Walker had managed to make a slight gap in second after a couple of exchanges with Warriner, as his rival was left to fight off McFadden, but with Brian Caudwell off at Nelson after a touch, the safety car was out for one brief lap.
Lay was clear again from the green flag, but Warriner and Walker were side by side into Riches. Warriner ran wide and onto the grass, but Walker was on his left, and disappeared into the crops, neither going any further.
Hunt was back up to pace and was back into second after taking McFadden into Riches. The gap to Lay closed considerably, but it was still 0.585 secs at the flag.
“I had maintained the gap, but that safety car was not what I wanted,” said Lay. “It just took too long to get heat into my new tyres,” Hunt added.
McFadden retained third, with Mark Williams just ahead of Ben Stone for fourth. Ian Cowley completed the top six.

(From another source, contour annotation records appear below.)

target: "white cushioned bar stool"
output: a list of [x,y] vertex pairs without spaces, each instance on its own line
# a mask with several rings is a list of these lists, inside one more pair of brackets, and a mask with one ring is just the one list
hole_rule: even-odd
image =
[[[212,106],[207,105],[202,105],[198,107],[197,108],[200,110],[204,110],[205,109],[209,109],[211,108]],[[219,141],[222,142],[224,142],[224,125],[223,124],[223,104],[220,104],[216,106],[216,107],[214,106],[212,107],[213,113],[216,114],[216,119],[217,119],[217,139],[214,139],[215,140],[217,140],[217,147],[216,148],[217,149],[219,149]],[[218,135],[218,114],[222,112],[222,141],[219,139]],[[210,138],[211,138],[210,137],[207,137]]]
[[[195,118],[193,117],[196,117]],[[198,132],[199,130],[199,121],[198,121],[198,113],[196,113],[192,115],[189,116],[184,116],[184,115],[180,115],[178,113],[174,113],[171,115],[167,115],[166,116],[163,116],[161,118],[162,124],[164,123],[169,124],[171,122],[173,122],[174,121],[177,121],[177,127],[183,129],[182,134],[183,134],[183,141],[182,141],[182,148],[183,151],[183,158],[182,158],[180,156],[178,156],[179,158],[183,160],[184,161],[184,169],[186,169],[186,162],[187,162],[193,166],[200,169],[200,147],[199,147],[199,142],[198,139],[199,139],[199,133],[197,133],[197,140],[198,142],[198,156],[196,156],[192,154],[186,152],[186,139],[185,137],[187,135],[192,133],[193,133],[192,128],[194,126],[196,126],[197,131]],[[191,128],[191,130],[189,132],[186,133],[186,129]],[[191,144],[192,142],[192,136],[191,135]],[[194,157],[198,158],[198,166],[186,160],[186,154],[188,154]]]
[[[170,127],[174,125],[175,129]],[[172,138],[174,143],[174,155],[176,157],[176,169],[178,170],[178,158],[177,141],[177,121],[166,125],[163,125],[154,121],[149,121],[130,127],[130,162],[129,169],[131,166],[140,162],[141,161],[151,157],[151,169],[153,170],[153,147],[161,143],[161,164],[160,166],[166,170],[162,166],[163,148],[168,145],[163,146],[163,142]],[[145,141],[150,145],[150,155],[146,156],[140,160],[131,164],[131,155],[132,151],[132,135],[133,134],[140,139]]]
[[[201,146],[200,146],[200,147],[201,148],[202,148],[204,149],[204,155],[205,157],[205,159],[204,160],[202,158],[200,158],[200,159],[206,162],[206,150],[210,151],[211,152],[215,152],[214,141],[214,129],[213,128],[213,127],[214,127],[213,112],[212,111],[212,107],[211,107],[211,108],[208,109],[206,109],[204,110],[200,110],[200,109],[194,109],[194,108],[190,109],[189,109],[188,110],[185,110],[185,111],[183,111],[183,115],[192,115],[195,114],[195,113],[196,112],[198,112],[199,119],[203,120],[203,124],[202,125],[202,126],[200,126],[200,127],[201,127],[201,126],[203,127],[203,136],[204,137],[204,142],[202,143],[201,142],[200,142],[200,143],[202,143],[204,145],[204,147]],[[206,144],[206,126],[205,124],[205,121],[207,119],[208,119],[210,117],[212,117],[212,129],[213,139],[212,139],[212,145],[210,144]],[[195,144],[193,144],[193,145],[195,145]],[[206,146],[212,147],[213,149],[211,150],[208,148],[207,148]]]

Although Lay was on pole again for the second race, it was Hunt that got the initial break, with Walker and Warriner exchanging again for third, before Stone snatched fourth
The top four were soon clear, but both Stone and McFadden had separate spins and Warriner was suddenly back into fourth.
Lay had stayed close and when Hunt went a little too deep into Wilson on lap eight, he seized his chance and just kept Hunt behind for the remaining laps, with only 0.152 secs to spare for his second win of the day.
Walker was a relatively lonely third, with Warriner, Stone and Williams the rest of the top six.
The Radical Challenge and Radical SR1 Cup is next in action over the weekend of August 14-15, when the series heads to the iconic Silverstone GP Circuit for a two-day meeting (with testing available prior) on the iconic Formula One circuit.